Troubleshoot Health Rule Violations

A health rule is violated when the health rule processor detects that the health rule's critical or warning condition is true. In this case, a health rule violation is created with a status of Open, and a Health Rule Violation Started - Critical event or a Health Rule Violation Started - Warning event is generated.

A health rule violation ends when it is either: resolved (the agent reports metrics that indicate that that the violated condition is no longer true) or canceled (the health rule processor can no longer accurately assert that the health rule violation continues to violate or that it has ended).

Warning: When a violated health rule goes into an unknown state and remains in that state until Wait Time after Violation, the health rule violation event is canceled after Wait Time after Violation is over.

When the violation status of a health rule becomes resolved, a Health Rule Violation Canceled - Critical event or a Health Rule Violation Ended - Warning event is generated.

The health rule violation status is canceled when:

  • The health rule is edited.
  • The health rule is disabled.
  • Affected entities or evaluation entities on which the health rule is based are added or removed.
  • The metric values on which the health rule violation is based become UNKNOWN .
  • The health rule cron based schedule is ended.
  • The health rule continues to violate straight for 72 hours.

    Note: If you want to extend the health rule violation status even after 72 hours of continuous violation, contact your Splunk AppDynamics Support.

When the violation status of a health rule becomes Canceled, a Health Rule Violation Ended - Canceledevent or a Health Rule Violation Canceled - Warning event is generated.

If the same health rule is violated after a violation of it has been resolved or canceled, a new health rule violation is started.

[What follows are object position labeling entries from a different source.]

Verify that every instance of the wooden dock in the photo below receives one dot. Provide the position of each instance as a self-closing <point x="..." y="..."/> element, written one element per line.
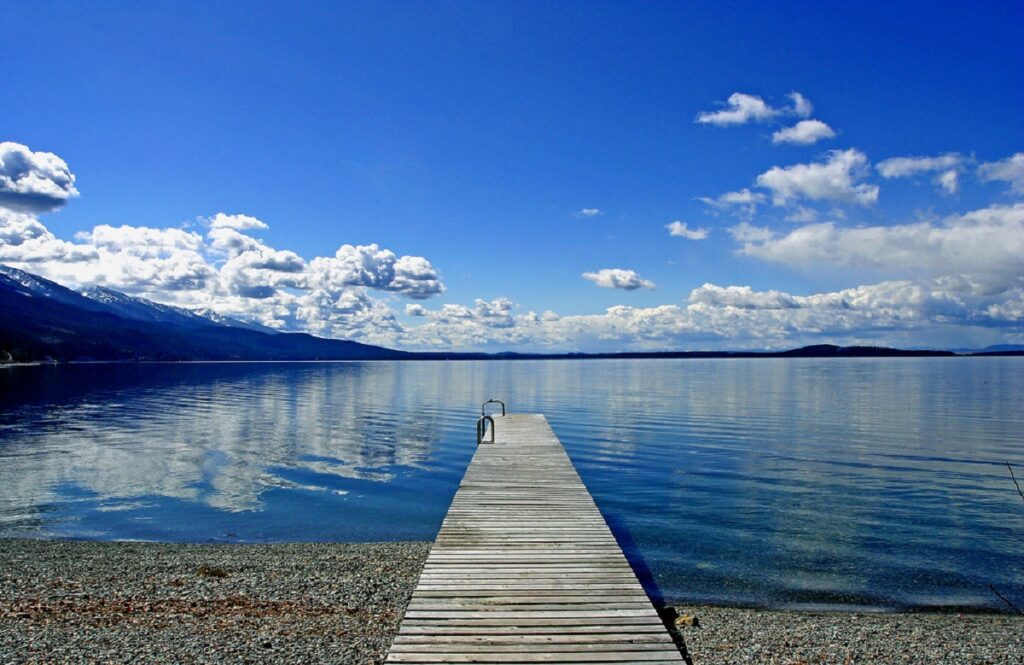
<point x="525" y="570"/>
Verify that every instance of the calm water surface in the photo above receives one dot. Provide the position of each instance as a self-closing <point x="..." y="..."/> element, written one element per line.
<point x="858" y="484"/>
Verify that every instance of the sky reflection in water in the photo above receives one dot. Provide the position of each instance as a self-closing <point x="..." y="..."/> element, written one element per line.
<point x="796" y="483"/>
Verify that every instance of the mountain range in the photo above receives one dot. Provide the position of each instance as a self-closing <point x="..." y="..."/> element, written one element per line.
<point x="41" y="320"/>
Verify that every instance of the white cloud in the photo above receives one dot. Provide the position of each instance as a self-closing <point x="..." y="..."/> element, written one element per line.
<point x="141" y="241"/>
<point x="741" y="296"/>
<point x="837" y="179"/>
<point x="801" y="106"/>
<point x="227" y="272"/>
<point x="987" y="243"/>
<point x="948" y="166"/>
<point x="1009" y="170"/>
<point x="680" y="230"/>
<point x="238" y="222"/>
<point x="748" y="233"/>
<point x="615" y="278"/>
<point x="742" y="203"/>
<point x="33" y="181"/>
<point x="741" y="109"/>
<point x="369" y="265"/>
<point x="738" y="317"/>
<point x="948" y="181"/>
<point x="804" y="132"/>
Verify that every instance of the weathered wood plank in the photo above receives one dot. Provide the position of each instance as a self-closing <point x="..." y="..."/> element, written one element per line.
<point x="525" y="569"/>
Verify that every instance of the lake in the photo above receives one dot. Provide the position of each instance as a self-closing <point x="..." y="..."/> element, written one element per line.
<point x="857" y="484"/>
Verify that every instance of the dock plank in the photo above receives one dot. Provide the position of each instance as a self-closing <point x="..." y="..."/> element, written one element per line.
<point x="525" y="570"/>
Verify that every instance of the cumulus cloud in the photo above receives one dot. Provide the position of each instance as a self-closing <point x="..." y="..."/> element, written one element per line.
<point x="615" y="278"/>
<point x="141" y="241"/>
<point x="737" y="317"/>
<point x="680" y="230"/>
<point x="1009" y="170"/>
<point x="741" y="109"/>
<point x="238" y="222"/>
<point x="369" y="265"/>
<point x="227" y="272"/>
<point x="838" y="179"/>
<point x="987" y="243"/>
<point x="32" y="181"/>
<point x="948" y="167"/>
<point x="741" y="296"/>
<point x="804" y="132"/>
<point x="744" y="232"/>
<point x="742" y="203"/>
<point x="801" y="106"/>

During the life of a single health rule violation, there may be other types of health rule violation events such as Health Rule Violation Ungraded/Downgraded/Continues events.

The figure below illustrates the health rule violation life cycle.

Health Rule Violation Lifecycle

The boxes represent the health rules violation statuses that you see in the health rule violations list in Troubleshoot > Health Rule Violations. To get more information about a particular violation, select the violation in the list and click Details. You can also view the health rule violations in the Controller UI. Health rule violation events are listed in the Events tab of various dashboards.

Because there is a set of default health rules, you may see health rule violations reported for your application even if you have not set up your own health rules. Violations reported for the the APPDYNAMICS_DEFAULT_TX business transaction are for default health rule violations in the All Other Traffic business transaction.

Note: When a health rule violates, you might see a difference of approximately two to three minutes between the time stamps of the violating metrics on the Metric Browser window and the corresponding event on the Events tab of an application. The time stamp of the violating metrics is earlier than the time stamp of the corresponding event. This difference is because of the time taken by the agents to send data to the Controller.